The whole point, for gender-critical and radical feminists, is that sex matters more than gender identity in these situations. They are male exclusionary - not terfs but merfs.
In fact, the label terf says nothing at all about gender-critical attitudes towards female people with transgender identities. This is a demographic about whom many feminists, and particularly lesbians, are very concerned, due to the huge rise in the number of girls seeking to transition.

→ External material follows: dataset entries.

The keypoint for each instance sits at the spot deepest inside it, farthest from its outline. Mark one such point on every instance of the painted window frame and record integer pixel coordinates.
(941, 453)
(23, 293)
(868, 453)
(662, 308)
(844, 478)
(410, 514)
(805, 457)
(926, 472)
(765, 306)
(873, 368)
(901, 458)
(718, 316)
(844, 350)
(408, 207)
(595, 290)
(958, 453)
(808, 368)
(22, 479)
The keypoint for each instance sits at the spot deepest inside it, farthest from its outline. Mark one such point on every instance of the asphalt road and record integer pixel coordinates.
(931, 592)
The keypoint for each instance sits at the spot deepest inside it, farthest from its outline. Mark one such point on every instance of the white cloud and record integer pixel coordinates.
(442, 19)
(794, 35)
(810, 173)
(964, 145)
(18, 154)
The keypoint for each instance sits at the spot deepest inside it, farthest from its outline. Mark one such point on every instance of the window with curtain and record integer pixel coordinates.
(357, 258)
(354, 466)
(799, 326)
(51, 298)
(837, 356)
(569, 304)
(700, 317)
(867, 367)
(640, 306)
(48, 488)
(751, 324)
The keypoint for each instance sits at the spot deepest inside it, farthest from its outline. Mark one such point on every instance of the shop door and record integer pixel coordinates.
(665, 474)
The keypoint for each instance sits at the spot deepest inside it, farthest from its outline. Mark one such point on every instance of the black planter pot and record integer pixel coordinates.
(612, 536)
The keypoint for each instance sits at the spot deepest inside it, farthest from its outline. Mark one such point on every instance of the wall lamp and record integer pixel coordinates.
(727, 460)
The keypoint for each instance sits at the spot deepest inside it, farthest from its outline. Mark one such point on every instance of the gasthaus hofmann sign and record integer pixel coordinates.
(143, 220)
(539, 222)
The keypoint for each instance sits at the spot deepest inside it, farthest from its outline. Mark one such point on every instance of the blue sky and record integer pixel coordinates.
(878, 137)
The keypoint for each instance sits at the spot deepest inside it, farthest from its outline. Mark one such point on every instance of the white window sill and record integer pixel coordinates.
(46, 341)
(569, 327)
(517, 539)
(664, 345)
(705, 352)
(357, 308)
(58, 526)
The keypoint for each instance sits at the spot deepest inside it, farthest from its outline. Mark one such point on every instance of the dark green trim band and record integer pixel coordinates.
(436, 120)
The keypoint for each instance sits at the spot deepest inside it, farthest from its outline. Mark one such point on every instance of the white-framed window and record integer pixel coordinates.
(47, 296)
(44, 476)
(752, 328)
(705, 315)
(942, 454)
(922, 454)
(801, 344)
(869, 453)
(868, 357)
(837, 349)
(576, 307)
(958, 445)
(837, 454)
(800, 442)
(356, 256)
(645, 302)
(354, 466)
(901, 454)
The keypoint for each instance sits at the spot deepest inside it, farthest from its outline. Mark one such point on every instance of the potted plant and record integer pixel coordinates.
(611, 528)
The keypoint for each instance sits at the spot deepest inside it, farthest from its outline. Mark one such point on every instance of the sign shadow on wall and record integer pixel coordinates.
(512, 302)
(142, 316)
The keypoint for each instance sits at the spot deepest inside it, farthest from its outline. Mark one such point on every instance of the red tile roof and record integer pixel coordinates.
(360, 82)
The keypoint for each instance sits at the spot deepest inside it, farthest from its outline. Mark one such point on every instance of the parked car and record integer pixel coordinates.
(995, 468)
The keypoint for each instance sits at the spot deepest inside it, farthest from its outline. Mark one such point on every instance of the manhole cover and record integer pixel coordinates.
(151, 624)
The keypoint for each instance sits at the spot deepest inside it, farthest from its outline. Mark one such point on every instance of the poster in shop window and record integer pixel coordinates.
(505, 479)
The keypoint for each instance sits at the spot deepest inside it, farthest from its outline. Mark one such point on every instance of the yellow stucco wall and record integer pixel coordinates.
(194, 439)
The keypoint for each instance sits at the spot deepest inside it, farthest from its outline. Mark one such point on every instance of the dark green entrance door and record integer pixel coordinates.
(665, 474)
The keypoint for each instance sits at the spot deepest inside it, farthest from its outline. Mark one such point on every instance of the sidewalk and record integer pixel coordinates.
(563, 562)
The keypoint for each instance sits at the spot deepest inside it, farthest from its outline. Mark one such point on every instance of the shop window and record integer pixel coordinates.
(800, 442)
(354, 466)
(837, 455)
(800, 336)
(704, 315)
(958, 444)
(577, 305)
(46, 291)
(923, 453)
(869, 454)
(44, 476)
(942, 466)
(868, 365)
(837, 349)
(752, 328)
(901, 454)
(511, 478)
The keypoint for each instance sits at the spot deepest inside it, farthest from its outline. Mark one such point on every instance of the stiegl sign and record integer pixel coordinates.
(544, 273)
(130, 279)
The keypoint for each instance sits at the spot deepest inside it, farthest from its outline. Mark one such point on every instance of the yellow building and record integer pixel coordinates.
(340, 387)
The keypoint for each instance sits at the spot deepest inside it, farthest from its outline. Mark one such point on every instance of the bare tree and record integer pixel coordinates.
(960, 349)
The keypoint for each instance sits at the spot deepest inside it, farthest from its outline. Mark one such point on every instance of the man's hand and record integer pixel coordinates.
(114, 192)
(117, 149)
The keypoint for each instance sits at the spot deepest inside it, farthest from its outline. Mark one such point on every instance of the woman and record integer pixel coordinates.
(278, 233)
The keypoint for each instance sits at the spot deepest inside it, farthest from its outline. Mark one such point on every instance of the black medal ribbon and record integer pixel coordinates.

Referrals to the NHS’s children's gender service rose from 97 in 2009 to 2,500 in 2020 and some experts, along with gender-critical campaigners, believe that gender non-conforming young women are being unnecessarily medicalised rather than supported to grow into lesbian adults. Given all this, a term that ignores their existence and centres biologically male trans people seems less than ideal.
Like other gender-critical feminists, I don’t regard inclusion as the values trump card that trans rights activists think it is. Other considerations when deciding how to organise social spaces and activities include safety, dignity, privacy, fairness and comfort. Some exclusions are justified.
Those who have been following this debate for years know that there is no intention on the part of gender-critical feminists to exclude all trans people from women’s spaces. The whole point of these is that they are for females – however they identify.
But plenty of people who are less familiar with the "terf wars" do not know this. To avoid giving a misleading impression about gender-critical feminists, I have started to wonder if the words “trans exclusionary” and the acronym terf would be better avoided.
I’m a MERF not a TERF And even then as a wife, mother and grandmama I’m male inclusionary when it’s appropriate. But we definitely want to include trans-identifying females, even while they don’t want us to. At some point they’ll come back to femaleness - not “femininity” - even if it’s only in their dotage when they can’t remember ever transitioning and therefore complain about their condition.
The way the term is used, it's not particularly meaningful; even the "RF" part doesn't always apply, as it tends to be used (by supporters and opponents alike) to denote anybody disagreeing with gender ideology, even if they are not radical feminists (or even any sort of feminist).